Anonymous wrote:Anonymous wrote:Anonymous wrote:What is a donut hole family? High income nut no savings?
Too rich to get aid. But not rich enough to easily pay $90k a year, especially with multiple kids. Usually live in high cost of living areas.
Many of us have lower incomes and in high cost of living areas. It’s lifestyle choices. It’s insane someone in a million dollar house making what many do feel entitled to aid when the rest of us live poorly to save.
Anonymous wrote:For donut hole families themselves, it seems very likely they just keep gravitating toward in-state or OOS with significant merit. I don’t think much changes from where the trend has been, though beaten down 529s and a cloudy economic outlook might accelerate it a bit.
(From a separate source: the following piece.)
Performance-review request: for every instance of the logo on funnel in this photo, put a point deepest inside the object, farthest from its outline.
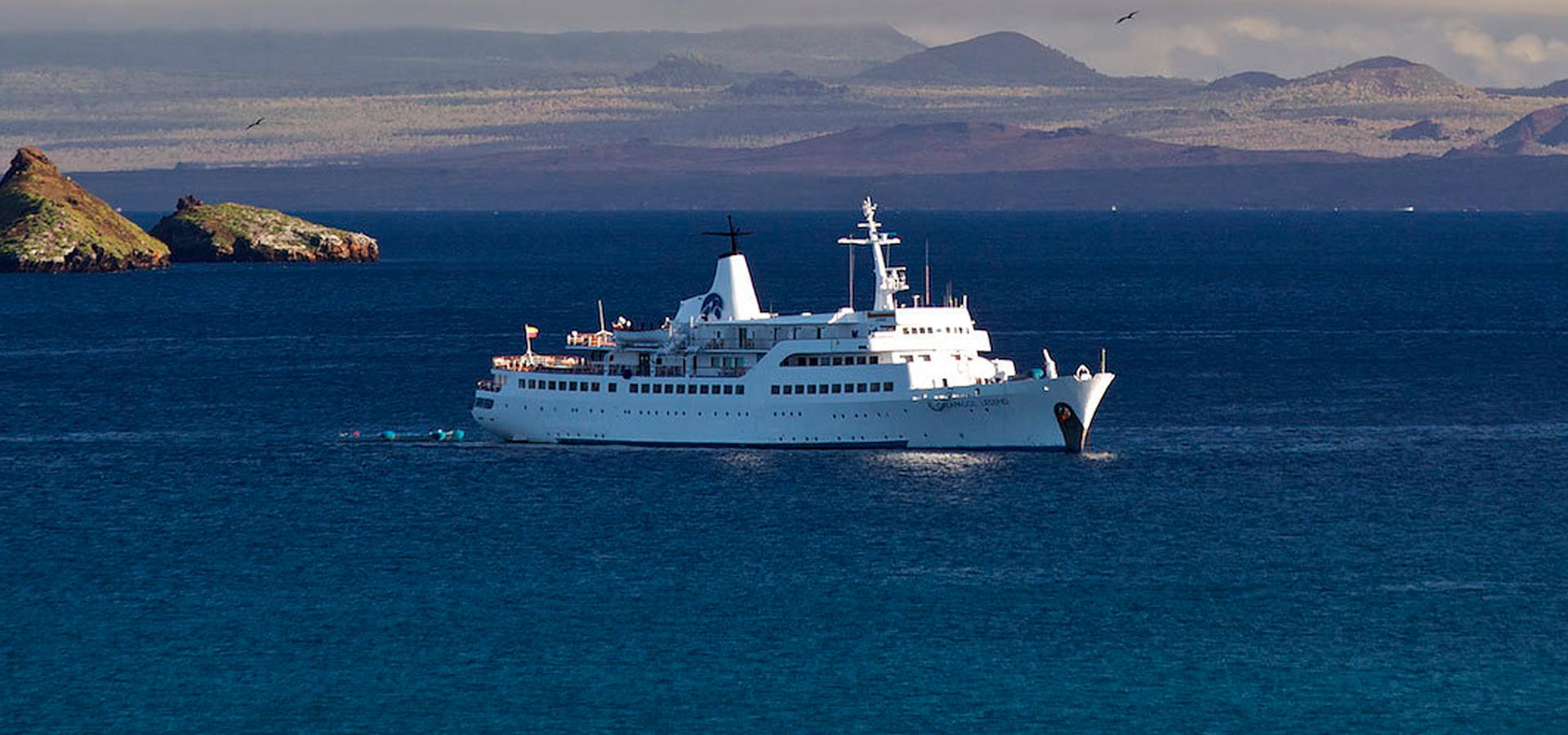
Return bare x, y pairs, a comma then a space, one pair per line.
714, 308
Anonymous wrote:Anonymous wrote:What is a donut hole family? High income nut no savings?
Too rich to get aid. But not rich enough to easily pay $90k a year, especially with multiple kids. Usually live in high cost of living areas.
Anonymous wrote:Donut hole family (HHI $215k) results with a current senior:
Accepted to Brown and Cornell, cost in the 60s
Accepted to Amherst, Bowdoin and Vassar, cost in the 40s
Accepted to UMD, UConn, UVM, Binghamton, cost in the 30s with merit
Anonymous wrote:We didn’t get any merit. State flagship it is (UF)
Anonymous wrote:What is a donut hole family? High income nut no savings?
Anonymous wrote:What's the latest HS class of '25?
What do you predict will happen for this group for next year (2026)?